Among those enjoying this feast, as well as the band and their personal roadies, were Sonja Kristina and Andy's wife Kate with baby daughter Layla who is now 13/4 years old. Sting's wife Frances was in London attending the dress rehearsal of 'Macbeth', which was to open the following night at the Old Vic Theatre.
Baby Layla is proving to be a model child. She accommodates herself to all situations and was happy just trotting around looking at things. When she spotted a pair of Stewart's drumsticks, it seemed as if she had found her vocation in life because she set about whacking the stuffing out of an armchair with gusto. Andy groaned' ''Oh Layla you disappoint me - I thought you were going to be a guitarist like me, not a drummer!''
While all this was going on, the roar from outside was getting louder and becoming very insistent. The support band on this night was a young Portugese group with their own followers, but the crowd was impatient for the main band: ''THE POLICE''! Although Police tapes had been playing in all the Lisbon clubs and night spots for several days, the young people of Portugal had never seen the band live, and in fact this was the first ever rock concert to be given at the stadium - so the audience were an unknown quantity. Would they like the music? Would they understand the lyrics?
It was a nice surprise to find that a little vehicle had been provided to transport the band the hundred or so yards to the stage area, and what a cheer went up and what a surge forward to the front there was as The Police climbed out, ran on to the stage and launched straight into the first number, then rocked through a perfect set.

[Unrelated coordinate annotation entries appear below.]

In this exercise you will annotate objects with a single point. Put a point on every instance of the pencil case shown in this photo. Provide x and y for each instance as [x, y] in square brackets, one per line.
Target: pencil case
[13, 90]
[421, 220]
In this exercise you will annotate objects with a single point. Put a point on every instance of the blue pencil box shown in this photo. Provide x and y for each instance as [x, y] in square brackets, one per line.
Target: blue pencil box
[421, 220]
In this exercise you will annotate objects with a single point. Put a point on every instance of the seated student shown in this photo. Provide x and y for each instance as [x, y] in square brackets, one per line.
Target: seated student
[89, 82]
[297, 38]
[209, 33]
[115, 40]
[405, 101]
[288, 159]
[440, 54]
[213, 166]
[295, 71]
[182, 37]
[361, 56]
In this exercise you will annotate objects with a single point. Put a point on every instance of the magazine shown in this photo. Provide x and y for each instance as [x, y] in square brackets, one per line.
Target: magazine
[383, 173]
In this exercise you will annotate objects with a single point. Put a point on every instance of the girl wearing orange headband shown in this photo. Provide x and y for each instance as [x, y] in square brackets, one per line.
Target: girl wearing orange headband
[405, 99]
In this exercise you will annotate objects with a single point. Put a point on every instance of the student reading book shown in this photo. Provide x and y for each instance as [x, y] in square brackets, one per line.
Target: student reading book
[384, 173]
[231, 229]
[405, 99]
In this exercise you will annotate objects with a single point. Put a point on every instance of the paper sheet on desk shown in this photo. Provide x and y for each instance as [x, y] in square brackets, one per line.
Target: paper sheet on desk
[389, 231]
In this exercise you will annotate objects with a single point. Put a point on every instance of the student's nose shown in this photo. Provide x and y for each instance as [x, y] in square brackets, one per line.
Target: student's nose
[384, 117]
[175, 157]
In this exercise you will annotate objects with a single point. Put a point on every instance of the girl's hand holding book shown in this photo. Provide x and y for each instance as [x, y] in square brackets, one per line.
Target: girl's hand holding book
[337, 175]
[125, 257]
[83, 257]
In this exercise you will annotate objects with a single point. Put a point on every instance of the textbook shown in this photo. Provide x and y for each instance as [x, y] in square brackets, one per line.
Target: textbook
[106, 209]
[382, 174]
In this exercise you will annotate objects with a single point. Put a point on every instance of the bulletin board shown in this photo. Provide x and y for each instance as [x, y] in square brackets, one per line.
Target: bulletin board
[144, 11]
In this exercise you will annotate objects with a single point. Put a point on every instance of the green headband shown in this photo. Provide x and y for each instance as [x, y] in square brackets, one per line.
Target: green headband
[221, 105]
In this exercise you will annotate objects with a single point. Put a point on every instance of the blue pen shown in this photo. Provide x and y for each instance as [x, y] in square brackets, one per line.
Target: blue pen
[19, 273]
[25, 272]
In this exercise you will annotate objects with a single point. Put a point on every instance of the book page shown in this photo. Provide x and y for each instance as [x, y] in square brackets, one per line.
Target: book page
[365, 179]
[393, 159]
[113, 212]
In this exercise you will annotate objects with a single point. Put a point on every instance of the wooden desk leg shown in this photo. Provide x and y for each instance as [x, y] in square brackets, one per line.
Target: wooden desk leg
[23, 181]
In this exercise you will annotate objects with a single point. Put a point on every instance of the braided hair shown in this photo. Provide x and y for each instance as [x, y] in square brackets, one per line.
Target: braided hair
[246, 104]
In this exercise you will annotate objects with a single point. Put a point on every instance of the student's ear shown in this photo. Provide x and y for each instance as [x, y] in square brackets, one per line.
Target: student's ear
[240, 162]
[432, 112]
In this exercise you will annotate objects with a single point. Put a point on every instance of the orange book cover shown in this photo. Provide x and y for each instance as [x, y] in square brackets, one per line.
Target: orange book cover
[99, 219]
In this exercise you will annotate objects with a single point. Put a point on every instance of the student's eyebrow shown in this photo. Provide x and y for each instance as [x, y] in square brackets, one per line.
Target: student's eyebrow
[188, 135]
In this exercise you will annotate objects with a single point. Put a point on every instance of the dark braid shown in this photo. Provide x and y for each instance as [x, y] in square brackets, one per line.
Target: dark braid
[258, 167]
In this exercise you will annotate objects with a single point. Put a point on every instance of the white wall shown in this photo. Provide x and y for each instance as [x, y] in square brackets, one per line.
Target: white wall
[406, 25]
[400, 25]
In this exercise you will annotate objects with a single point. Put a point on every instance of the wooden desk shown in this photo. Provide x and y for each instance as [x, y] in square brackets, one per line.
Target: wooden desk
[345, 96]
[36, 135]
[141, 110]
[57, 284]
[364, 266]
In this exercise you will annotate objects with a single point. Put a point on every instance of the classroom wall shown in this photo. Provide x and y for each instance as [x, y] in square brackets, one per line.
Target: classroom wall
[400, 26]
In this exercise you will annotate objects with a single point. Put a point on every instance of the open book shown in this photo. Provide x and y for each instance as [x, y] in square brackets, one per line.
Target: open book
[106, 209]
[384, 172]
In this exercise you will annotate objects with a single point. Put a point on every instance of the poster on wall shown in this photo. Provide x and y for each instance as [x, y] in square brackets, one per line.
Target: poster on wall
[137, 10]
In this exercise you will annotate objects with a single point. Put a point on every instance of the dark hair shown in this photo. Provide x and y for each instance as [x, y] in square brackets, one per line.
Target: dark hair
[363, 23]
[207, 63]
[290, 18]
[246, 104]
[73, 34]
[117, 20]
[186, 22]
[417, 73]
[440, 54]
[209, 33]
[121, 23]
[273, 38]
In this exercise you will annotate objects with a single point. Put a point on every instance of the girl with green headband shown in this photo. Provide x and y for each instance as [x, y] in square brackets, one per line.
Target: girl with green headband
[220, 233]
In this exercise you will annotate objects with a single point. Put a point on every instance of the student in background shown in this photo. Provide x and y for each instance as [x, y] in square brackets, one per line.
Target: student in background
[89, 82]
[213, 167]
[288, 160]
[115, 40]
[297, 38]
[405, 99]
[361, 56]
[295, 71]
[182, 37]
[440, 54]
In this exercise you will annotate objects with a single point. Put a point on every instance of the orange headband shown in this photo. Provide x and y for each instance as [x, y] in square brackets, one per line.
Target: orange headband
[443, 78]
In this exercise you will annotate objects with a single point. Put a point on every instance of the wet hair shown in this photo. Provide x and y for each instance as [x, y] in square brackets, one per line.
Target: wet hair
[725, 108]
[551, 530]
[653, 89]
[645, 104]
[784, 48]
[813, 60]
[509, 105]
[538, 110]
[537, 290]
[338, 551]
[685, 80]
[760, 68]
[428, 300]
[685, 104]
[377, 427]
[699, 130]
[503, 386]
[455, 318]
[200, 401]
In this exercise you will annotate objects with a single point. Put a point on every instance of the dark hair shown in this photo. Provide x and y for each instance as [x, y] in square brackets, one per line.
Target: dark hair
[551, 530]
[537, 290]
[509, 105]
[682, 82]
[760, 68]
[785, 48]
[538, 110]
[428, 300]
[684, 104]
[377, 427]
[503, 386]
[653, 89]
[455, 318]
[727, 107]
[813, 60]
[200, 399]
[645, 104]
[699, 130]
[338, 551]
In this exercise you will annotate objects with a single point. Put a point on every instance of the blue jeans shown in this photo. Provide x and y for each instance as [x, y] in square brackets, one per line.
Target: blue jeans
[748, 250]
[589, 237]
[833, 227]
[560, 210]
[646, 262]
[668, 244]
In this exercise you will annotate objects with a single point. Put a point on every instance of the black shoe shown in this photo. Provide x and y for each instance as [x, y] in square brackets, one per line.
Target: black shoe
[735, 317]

They played all the favourites from the earlier records and four numbers from the new album: 'De Do Do Do, De Da Da Da', 'Voices Inside My Head', 'Driven To Tears' and the new single, 'Don't Stand So Close To Me'. There were jokes from Andy and Sting and a quick desertion of the drums by Stewart, who clowned around out front giving his imitation of a vaudeville dancer for a few minutes while a phantom drum beat thumped out from the sound box.
The amazing thing was that this very foreign crowd, who we thought were being introduced to a new kind of music, (up until now, the top artist in Portugal has been Lou Reed!), were howling out the lyrics along with Sting and going berserk at the choruses. Now and then the lights would move from the stage onto the crowd and an incredible scene would be lit up thousands of people along the terraces, clinging to the sports' scoreboard and leaping wildly in the arena itself.
It was a long show with three encores, one of them livened up even more by a grotesque chorus line-up of bedraggled roadies in shorts, doing high-kicks across the stage and back, which nearly incapacitated the band and sound crew with laughter! But there was no time for hysterics, as the crowd wanted more, more, MORE! However, at that point the promoters stepped in and hustled Sting, Andy and Stewart into the waiting vehicle and sped them back to the dressing room. They were longing to come back for a fourth time, but the power was cut off - finito!
We were all transported back to our hotel - with the splendid trio chatting away as though they had been sitting in the dressing room for the past few hours and not working hard up front thrilling 17,000 people. A few of the departing crowd spotted Sting through the window of the coach and couldn't really believe who it was, but waved wildly and hoped that they had just seen The Police. For them, the show was now a memory but already the promoters are negotiating to get The Police back for a longer stay. Not too long, though - WE want them over here!